Today, the Obama Administration is convening an "Access to Capital" conference. Hopefully the attendees will come up with some actionable ideas to increase the pool of capital in the U.S.
In his opening remarks at the event, U.S. Treasury Secretary Tim Geithner cited three areas where the Administration is currently helping small businesses. Unfortunately, these efforts are falling short because they are so miniscule, targeted or temporary. They are not making much of a difference for America's entrepreneurs.
Secretary Geithner mentioned the Administration's efforts focused on tax relief, as well as a zero capital gains tax rate and a new small business lending fund. However, these initiatives amount to a drop in the bucket or miss the mark in terms of helping the broader small business community.
For example, the temporary zero capital gains tax rate only applies to small C corporations. Most small businesses are not structured as C corporations.
The small business lending fund is just getting off the ground, and appears to be much smaller than the $30 billion that was originally slated for distribution. Apparently, most community banks are not participating in the program because they fear the rules will change mid-game (like they did with the $700 billion bail-out program), and there's a stigma attached to taking government money.
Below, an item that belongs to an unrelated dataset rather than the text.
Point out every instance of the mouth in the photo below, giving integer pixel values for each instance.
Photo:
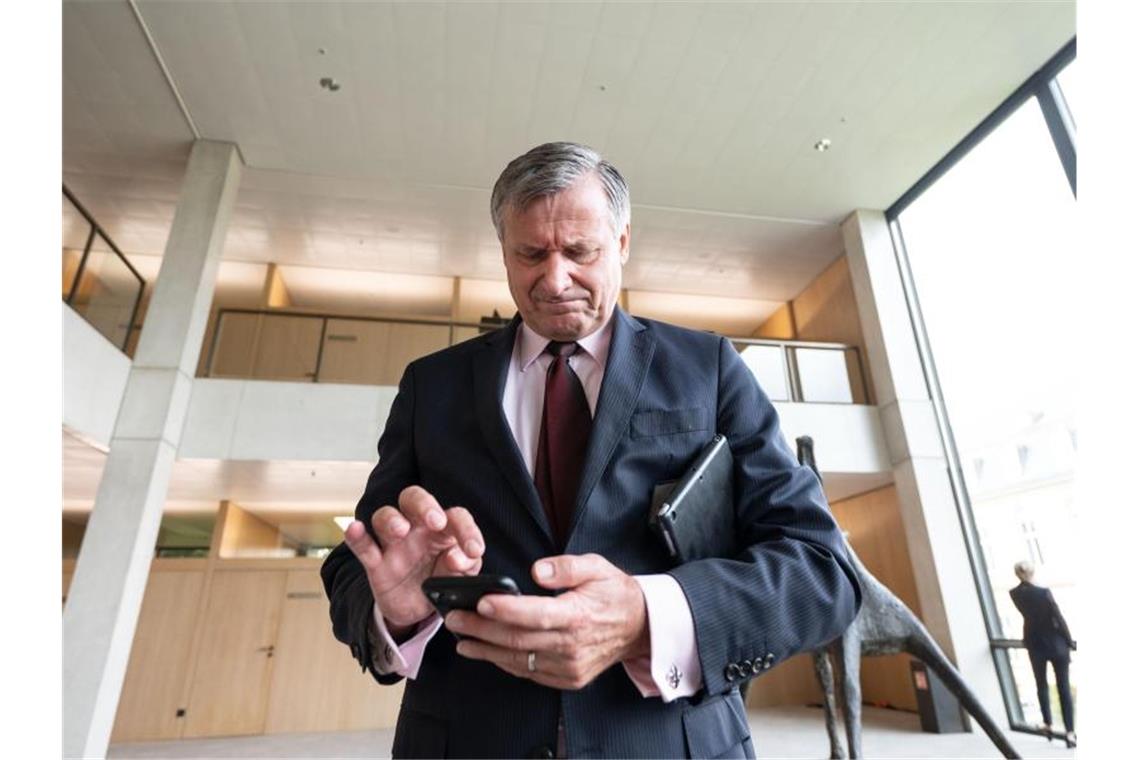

Many community banks don't need the government's money -- they only need for economic conditions to improve and for regulators to stop breathing down their necks.
Regarding tax relief, the temporary nature of the provisions continue to drive uncertainty. If Congress and the Administration made these tax provisions permanent, confidence would increase and the economy would strengthen.
As for other solutions that will be discussed, Geithner seemed to bemoan the fact that IPO activity is anemic with U.S. companies going abroad to go public. The cost of going (and remaining) public in the U.S. is prohibitive thanks to Sarbanes-Oxley. The new Dodd-Frank bill, once fully implemented, will be yet another drag on the availability and cost of capital.
It will be interesting to see if the conference produces any good ideas. The bottom line is that government is at the center of the problem -- one hopes that attendees at the conference recognize this, and offer reform solutions.